January 24, 2021 – Duke Lutherans Evening Prayer

Rev. Amanda Highben

Text: Mark 1:14-20

Grace and peace to you, Duke Lutherans, in this new year and new semester. Newness, it turns out, is something God is familiar with as well, as we hear (ironically) in the book of Lamentations, “The steadfast love of the Lord never ceases, his mercies never come to an end; they are new every morning.” Or, as God declares through the prophet Isaiah, “See, I am about to do a new thing; now it springs forth, do you not perceive it? I will make a way in the wilderness and rivers in the desert.”

Newness is all around us now in this time and place. How many of us were so relieved and thankful on January 1 to know that the dumpster fire of 2020 was now in the books and a new year, and God willing a new day, was upon us? A friend of mine said she’d never make the mistake in 2021 of writing the wrong year on her checks. Of course, the other very new thing that happened last week was the inauguration of our new president and vice-president. So much was indeed new about January 20, 2021. Kamala Harris is the first Black woman and Asian-American to serve as vice-president. She was sworn-in by Sonia Sotomayor, the first Hispanic and Latina member of the Supreme Court. When Amanda Gorman recited her poem “The Hill We Climb,” she did so as the first National Youth Poet Laureate. And let’s not forget Doug Emhoff, who is now the first-ever Second Gentleman in U.S history.

Newness is also the word of the day in our gospel passage from Mark—new, because here in the first chapter we hear Jesus preach for the first time and what he says is indeed entirely new and different from what has come before. “The time is fulfilled, and the kingdom of God has come near,” he declares. But this isn’t chronos or ordinary chronological clock-time; this is kairos, God’s time, the opportune time to take action, to repent, to “believe in the good news.” Those thousands of long years when God’s chosen people longed for and sighed-after their hoped-for messiah? That time is now over. The time of God’s kingdom—God’s reign, God’s power—is now at hand in Jesus…and nothing will ever be the same again.

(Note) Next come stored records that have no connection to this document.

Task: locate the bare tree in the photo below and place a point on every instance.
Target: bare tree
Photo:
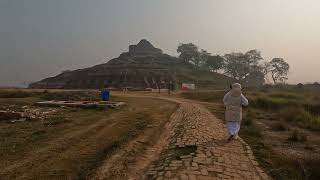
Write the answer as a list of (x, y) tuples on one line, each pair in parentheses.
[(279, 69)]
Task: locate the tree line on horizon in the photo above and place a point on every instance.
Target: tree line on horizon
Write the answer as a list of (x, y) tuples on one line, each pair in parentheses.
[(249, 67)]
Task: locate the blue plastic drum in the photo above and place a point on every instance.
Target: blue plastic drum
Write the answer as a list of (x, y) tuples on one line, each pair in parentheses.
[(105, 95)]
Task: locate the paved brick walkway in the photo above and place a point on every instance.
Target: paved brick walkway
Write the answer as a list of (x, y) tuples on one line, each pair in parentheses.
[(198, 150)]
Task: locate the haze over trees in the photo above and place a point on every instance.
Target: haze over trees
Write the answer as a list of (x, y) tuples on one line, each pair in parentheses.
[(249, 67)]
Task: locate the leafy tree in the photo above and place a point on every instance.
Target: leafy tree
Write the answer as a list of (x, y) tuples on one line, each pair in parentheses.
[(244, 66), (278, 69), (214, 63), (189, 53), (256, 76)]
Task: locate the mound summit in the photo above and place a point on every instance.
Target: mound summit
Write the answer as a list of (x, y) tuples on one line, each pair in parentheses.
[(143, 66)]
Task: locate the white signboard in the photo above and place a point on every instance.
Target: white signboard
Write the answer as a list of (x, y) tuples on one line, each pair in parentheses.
[(188, 86)]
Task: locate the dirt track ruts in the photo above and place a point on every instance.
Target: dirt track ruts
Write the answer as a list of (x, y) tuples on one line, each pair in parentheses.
[(196, 148)]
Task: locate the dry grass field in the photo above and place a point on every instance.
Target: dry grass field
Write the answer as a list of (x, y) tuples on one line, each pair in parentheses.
[(282, 127)]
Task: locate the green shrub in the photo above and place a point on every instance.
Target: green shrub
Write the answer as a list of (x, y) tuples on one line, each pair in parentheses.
[(15, 94), (280, 126), (301, 117), (297, 136)]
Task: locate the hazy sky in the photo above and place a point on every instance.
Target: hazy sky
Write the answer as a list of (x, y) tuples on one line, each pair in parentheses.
[(41, 38)]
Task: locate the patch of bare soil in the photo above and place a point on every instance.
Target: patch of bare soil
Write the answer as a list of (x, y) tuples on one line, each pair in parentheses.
[(131, 162), (82, 143)]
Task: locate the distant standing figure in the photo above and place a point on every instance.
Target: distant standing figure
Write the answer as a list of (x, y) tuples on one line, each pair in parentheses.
[(233, 101)]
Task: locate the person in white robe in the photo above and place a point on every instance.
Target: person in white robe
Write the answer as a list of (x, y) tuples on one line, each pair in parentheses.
[(233, 101)]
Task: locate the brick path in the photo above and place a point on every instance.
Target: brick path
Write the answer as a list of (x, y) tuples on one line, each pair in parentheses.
[(197, 149)]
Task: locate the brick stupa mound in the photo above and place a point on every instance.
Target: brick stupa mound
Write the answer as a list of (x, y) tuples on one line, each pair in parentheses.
[(143, 66)]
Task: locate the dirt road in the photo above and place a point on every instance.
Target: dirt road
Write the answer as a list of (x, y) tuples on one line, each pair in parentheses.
[(193, 146)]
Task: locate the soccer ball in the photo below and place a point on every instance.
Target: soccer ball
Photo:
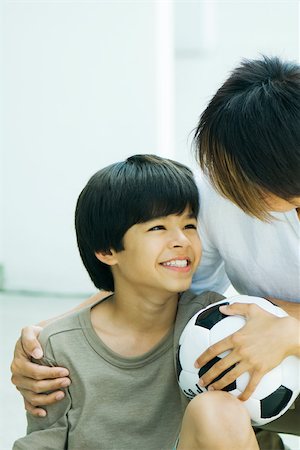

Something radically new and different is also about to upend the lives of two sets of brothers casting their nets into the Sea of Galilee. Simon, Andrew, James, and John: husbands, fathers, sons, fishermen. But now, which is to say immediately, they acquire new identities when Jesus calls them to be his very first disciples. I must say that what stands out for me here is the nature of the invitation. Notice Jesus does not say, “Will you follow me? If you do, I will help you to fish for people.” Instead he calls out, “Follow me and I will make you fish for people.” This isn’t so much an invitation as it is a command, which could explain why the immediately leave their nets, their families, their livelihoods to follow him. How different is this Jesus than the way he’s so often portrayed in modern American culture! This isn’t a gentle, domesticated Jesus making footprints in the sand or agreeing to be our copilot. This is the Son of God whose claim on his disciples’ lives is so commanding and all-consuming that they immediately drop everything to turn and follow him.
It’s a bit frightening, isn’t it? I mean, did they have a choice? Did they have any idea who Jesus was before he suddenly appeared walking along the Sea of Galilee? And how did their families feel about their sudden departure? I mean, the wives couldn’t have been too happy about it; and then there’s Zebedee, the father of James and John, who according to the text is just left behind in the boat with the hired men.

And here’s the other frightening, unusual thing about this whole new claim on the brothers’ lives. “Follow me and I will make you fish for people,” says Jesus. But when fish are caught out of the water, they die. I’ve heard this story dozens of times ever since I was a little girl at St. Regis Catholic Church in Pittsburgh, P.A. I am very familiar with the image of fishing for people as a metaphor for discipleship. I guess it’s seemed rather gentle and pastoral, like the image of Jesus as the good shepherd.

But never before have I considered the death inherent in the text until I read these words from a New Testament professor who grew up in Argentina:
“Jesus recruits his first disciples. They will be ‘fishers of people.’ This metaphor was used by missionaries all over the world to justify and legitimize the allegedly life-giving ministry of the Christian evangelist. And yet, it really is a metaphor of death: fish, when taken out of the water, die! But that has been interpreted as dying to the world, which results in life unto God…
Fishing for people as a metaphor for death?! What?! And yet, it is. When fish are taken out of water, they die.

And so it is. Because in order for something new to come to life, the old must first perish, must give way and die. Otherwise nothing is new or changed. It’s just more of the same. Moving in the same direction. Upholding the status-quo.